Mike in Rancho wrote: ↑Mon Jan 23, 2023 8:04 am
Thanks, Ivo.
Yes, further study needed. And who knew I was unwittingly being taught these things just by using ST?
Sadly I do have a math minor, though that's ancient history, but this seems more of a specialty and has a bit of it's own language. In fact until I started AP a few years ago, I knew squat about Photoshop, image processing, layers, etc. etc. When I first downloaded Gimp my eyes bugged out. What is all this stuff!?
So when I see things like "kernel," I think - isn't that the low level inside my CPU?
And when the guy split up his charts into "time" on one side and something else on the other, and then talked about "convolving," I just threw up my hands.

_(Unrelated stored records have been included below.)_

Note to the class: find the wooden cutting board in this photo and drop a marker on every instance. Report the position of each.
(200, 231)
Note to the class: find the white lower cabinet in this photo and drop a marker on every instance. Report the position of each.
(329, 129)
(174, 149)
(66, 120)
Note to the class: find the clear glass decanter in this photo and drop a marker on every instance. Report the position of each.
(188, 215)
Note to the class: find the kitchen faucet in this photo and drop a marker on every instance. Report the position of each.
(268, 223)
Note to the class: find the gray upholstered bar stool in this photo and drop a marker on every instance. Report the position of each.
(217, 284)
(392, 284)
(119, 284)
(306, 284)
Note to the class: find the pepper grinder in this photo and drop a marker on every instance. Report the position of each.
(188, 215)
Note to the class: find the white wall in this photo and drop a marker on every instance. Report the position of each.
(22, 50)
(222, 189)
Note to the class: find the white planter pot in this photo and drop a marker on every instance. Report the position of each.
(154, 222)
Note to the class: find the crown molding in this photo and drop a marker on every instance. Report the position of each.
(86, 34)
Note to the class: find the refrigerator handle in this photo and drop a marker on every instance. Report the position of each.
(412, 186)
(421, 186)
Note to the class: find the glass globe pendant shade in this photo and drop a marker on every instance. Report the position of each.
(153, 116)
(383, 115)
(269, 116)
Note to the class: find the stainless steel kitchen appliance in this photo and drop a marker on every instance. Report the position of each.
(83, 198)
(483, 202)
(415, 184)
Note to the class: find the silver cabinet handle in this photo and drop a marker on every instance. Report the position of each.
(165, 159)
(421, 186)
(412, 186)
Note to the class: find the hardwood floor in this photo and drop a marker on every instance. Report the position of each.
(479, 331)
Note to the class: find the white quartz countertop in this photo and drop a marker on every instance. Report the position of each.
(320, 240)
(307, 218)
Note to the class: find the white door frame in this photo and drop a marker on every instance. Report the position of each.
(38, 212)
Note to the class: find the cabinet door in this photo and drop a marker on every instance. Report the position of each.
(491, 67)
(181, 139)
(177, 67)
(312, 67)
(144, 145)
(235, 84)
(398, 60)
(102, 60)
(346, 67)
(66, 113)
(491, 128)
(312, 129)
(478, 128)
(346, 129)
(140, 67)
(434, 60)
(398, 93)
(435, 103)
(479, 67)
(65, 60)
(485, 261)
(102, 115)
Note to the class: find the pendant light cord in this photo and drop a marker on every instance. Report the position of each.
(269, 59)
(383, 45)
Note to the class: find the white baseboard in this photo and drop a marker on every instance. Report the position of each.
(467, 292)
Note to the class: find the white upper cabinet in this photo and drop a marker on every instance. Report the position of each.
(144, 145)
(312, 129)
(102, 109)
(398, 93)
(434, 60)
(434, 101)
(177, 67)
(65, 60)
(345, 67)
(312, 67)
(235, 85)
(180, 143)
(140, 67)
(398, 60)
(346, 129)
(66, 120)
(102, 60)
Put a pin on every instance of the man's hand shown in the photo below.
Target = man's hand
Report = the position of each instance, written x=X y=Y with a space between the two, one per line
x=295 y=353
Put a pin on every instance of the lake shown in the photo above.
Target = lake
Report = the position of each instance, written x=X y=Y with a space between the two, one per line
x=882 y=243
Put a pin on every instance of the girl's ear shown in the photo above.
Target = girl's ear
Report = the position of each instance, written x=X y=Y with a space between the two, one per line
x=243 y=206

While advanced math is useful in some cases, it's indeed more of a question of getting to know the terms/jargon and basic thinking/processes.
Convolving in the spatial domain (e.g. of an X by Y pixel image as you're used to) is as simple as this;
Given a filter kernel that looks like, for example, this;
1 2 1
2 4 2
1 2 1
Then the "new" target pixel in the image at location X, Y will become;
pixel value at (X-1, Y-1) x 1
+ pixel value at (X, Y-1) x 2
+ pixel value at (X+1, Y-1) x 1
(we just processed the top row of the filter kernel)
+ pixel value at (X-1, Y) x 2
+ pixel value at (X, Y) x 4 <--- yup, that's our original pixel going into the mix as well
+ pixel value at (X-1, Y-1) x 1
(we just processed the middle row of the filter kernel)
+ pixel value at (X-1, Y+1) x 1
+ pixel value at (X, Y+1) x 2
+ pixel value at (X+1, Y+1) x 1
(we just processed the bottom row of the filter kernel)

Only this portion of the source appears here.